Institutional economics, collective action & change


Institutional economists have held that we do not know how institutions change. I speculate why collective action as an agent of institutional change has been ignored

I used to be surprised that institutional economists argue that they do not know how institutional change happens. Collective action is such a prominent driving force, how could the economists have missed this? I speculate that this must be due to the structure-agent dichotomy in social sciences. Social theorists across disciplines have struggled between choosing structures or agency as their basis of analysis. Those who choose structures (production relations, prices, etc.) effectively assume that all human action is determined by the structures. When this is combined with the notion of equilibrium, institutional change can be explained mainly by external changes.

Once agency is removed from the picture, collective action becomes almost irrelevant. In other words, collective action is effective only as a process that brings about equilibrium when there is structural change and thus has no explanatory power. Even in game theory where the notion of an agent is central, agency has little relevance. This is because each agent is supposed to exhaust all strategic possibilities at each point of time, choosing the best possible response each time. In effect, the agent can do something different only when there is a structural change. There are some variations to this theme, but they are by and large trivial.

Equilibrium is a useful schema to understand how certain things work but its indiscriminate extension to every phenomenon is unproductive. The absence of alternative ways to understand how things work in economics today has impoverished the discipline and its ability to comprehend a wide range of phenomena. In my view, dispensing with it as the sole lens is crucial to understanding the role of collective action. It is of course possible to think of collective action as an agent of structural change that in turn can affect equlibria in different spheres (e.g. collective action against liquor can bring about prohibition or increased tax that will change the supply curve of liquor).
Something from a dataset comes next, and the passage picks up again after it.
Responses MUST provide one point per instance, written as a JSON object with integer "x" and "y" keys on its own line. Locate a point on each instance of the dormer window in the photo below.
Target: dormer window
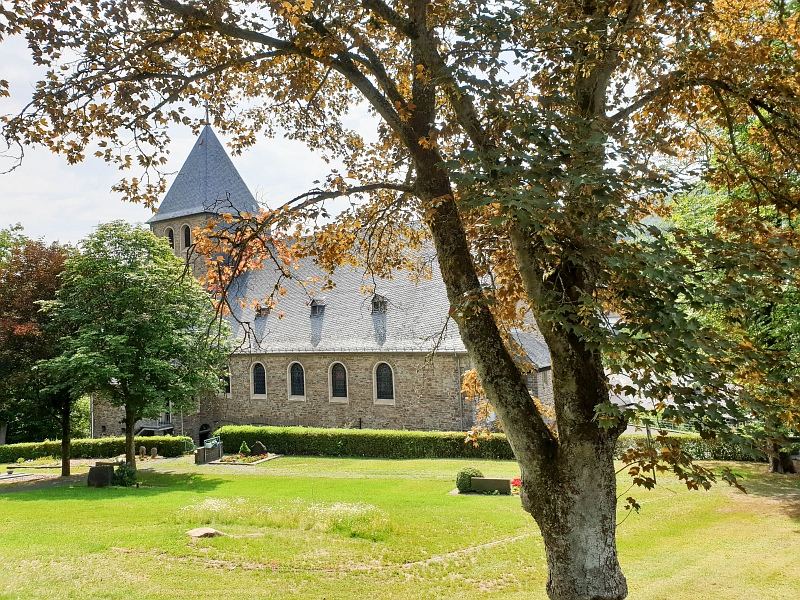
{"x": 379, "y": 304}
{"x": 317, "y": 308}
We can take different forms of collective action as forces by themselves that seek to affect institutions – both formal and informal. I have looked at the role of five kinds of social movements in Tamil Nadu and how they brought about political and social change. These changes in turn have had profound consequences for the development of the state. It is also possible to speculate the implications current social movements in India may have for future developments. If we are prepared to start with collective action and social movements as agents of change, lot of insights can be brought into understanding institutional change that has happened in the past and how things will happen in the future.